Un anno di futuro. Ma cosa abbiamo imparato dalle storie delle innovatrici e innovatori d’Italia? A vincere è quel gioco di squadra imprescindibile. Tra queste storie c’è Diego Suzzi, il liutaio solidale che a Cesena nei giorni dell’emergenza ha deciso di fare qualcosa per gli altri.
Che anno è stato questo 2023 che sta per concludersi per fare posto ad un 2024 dove – è inutile girarci intorno – si addensano nubi cariche di conflitti disseminati un po’ ovunque nel mondo? Per gli analisti questo tempo è definito global crisi. Ne sono stati contati una settantina di conflitti locali, ma con ricadute globali per uno scacchiere internazionali di difficile controllo. E poi c’è l’inflazione galoppante, il rischio recessivo per l’economia, l’emergenza pandemica che pare far di nuovo capolino. Eppure questo 2023 ci ha consegnato una marea positiva di storie che declinano innovazione diffusa, tecnologie evolute, competenze stratificate, resilienza estrema, tanto coraggio e gioco di squadra. Andate a leggere il nostro post di fine anno con l’elenco che abbiamo stilato con la nostra redazione di StartupItalia: in rigoroso ordine alfabetico cento storie di innovatrici e innovatori che sarebbero potute diventare duecento, trecento, cinquecento, mille. Insomma, abbiamo fatto fatica a fare sintesi. “Non ci sono altri giorni che questi nostri giorni”. Questo passaggio scritto da Italo Calvino nelle vicende paradossali del Cavaliere Inesistente ci riporta alla necessità di provare a comprendere ciò che accade capitalizzando al meglio il passato, vivendo appieno il presente, costruendo con lucido entusiasmo il futuro.
Certo, il mondo è in chiaroscuro, anche sul fronte degli investimenti e quindi del tasso di fiducia dell’ecosistema dell’innovazione. Lo abbiamo raccontato anche presentando i dati del report di fine anno That’s Round. Se il 2022 si è distinto come l’anno dei record con un valore dei round che ha superato i 2,3 miliardi di euro, in questo 2023 una concomitanza di fattori – conflitti geopolitici, spinte inflazionistiche, incertezza dei mercati, crisi globale di chip e materie prime – ha reso prudenti gli investitori e ha influito notevolmente sulle performance conclusive, che chiudono a poco meno della metà rispetto all’anno precedente. Tuttavia ci sono anche evidenze positive come l’aumento degli investimenti in un settore strategico come il cleantech: il 27% di tutto il capitale investito dai venture capital in Europa si concentra nella ricerca di soluzioni alternative alle fonti fossili e di tecnologie in grado di ridurre gli sprechi energetici e le emissioni nocive.

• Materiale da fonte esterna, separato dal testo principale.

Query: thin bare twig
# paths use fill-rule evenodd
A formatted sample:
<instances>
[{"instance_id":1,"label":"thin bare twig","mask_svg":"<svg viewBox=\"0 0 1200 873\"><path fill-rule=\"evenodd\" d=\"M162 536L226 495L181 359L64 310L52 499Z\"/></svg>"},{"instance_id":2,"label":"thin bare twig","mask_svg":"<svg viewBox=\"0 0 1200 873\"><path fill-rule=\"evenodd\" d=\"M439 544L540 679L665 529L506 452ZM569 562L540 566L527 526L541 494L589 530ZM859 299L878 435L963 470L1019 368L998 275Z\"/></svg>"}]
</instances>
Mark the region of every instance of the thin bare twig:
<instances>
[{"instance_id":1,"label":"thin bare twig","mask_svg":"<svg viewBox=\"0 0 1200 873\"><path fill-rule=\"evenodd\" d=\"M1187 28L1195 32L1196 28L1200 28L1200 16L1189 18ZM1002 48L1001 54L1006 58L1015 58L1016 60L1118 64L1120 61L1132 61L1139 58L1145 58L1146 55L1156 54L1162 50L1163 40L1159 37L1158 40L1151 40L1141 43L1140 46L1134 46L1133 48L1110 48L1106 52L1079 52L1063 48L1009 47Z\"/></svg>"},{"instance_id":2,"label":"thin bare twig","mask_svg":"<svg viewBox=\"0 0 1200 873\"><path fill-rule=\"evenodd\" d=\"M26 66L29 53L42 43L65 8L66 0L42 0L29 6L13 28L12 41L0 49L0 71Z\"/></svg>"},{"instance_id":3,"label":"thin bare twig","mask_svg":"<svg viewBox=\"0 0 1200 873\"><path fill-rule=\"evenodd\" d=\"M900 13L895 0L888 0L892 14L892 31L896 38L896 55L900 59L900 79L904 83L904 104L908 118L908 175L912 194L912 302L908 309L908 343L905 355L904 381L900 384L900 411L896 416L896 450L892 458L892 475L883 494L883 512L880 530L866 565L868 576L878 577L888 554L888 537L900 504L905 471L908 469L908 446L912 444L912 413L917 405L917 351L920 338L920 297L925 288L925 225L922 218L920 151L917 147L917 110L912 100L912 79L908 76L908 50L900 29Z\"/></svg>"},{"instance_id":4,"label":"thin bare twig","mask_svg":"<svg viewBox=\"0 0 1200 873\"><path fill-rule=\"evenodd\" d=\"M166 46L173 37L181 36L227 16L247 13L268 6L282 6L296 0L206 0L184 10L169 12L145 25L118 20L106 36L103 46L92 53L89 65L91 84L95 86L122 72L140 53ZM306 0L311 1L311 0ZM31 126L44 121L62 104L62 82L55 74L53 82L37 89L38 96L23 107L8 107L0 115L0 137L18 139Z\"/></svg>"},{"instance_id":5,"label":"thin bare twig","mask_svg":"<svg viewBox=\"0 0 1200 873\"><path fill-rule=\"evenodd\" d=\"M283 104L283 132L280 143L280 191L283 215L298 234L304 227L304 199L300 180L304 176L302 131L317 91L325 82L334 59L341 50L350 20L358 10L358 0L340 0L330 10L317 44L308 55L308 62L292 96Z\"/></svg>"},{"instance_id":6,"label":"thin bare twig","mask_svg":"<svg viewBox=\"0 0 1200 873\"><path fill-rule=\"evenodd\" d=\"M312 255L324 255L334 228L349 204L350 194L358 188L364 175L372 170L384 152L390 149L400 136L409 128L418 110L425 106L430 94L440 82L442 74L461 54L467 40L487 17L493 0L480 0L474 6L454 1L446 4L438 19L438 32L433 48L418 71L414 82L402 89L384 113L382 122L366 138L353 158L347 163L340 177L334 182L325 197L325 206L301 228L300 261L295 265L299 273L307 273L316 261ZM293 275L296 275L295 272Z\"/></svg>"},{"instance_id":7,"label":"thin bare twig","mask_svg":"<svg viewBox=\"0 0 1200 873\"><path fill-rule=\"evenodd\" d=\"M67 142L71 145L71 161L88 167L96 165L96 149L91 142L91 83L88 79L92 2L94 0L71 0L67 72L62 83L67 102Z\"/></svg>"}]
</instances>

Allora quello che più ci raccontano queste cento storie è che la ricetta di futuro si costruisce sì puntando sulla conoscenza, sullo studio, sulla determinazione nel voler perseguire sfide all’apparenza difficili da affrontare. Ma tutto questo si riesce a fare puntando sul gioco di squadra, sulle alleanze impensabili e necessarie, sul senso di comunità. Al bando i solisti, in questo mondo così complicato si vince insieme. In fondo è quello che racconta la storia a mio avviso più rappresentativa. Se potessi osare, direi l’innovatore dell’anno. Si chiama Diego Suzzi, conosciuto come il liutaio solidale di Cesena. Lo abbiamo raccontato qualche mese fa proprio su StartupItalia proponendo storie resilienti di cittadinanza attiva, risposte alla drammatica alluvione che ha colpito l’Emilia Romagna nel maggio 2023. In quei drammatici giorni, migliaia di persone avevano perso tutto. Dopo essere sceso in strada a spalare il fango, Suzzi, 41 anni, decide di lanciare la sua iniziativa, contando sul fatto che alcuni strumenti musicali, benché in gravi condizioni, potessero tornare a suonare come prima. «Ne ho raccolti circa 80, basandomi anche sul loro costo originario. Sono tutti recuperabili, anche quelli che al momento in cui sono stati portati al negozio sembravano senza speranza», ci ha raccontato Suzzi. Allora evviva Suzzi e tutti quelli come lui. Perché il futuro dell’innovazione passa da quelle intelligenze che si legano le une alle altre. Una risposta persino a quell’intelligenza artificiale diventata negli ultimi tempi vera e propria ossessione. E allora, se la migliore intelligenza fosse necessariamente plurale? E se fosse ancora quella umana?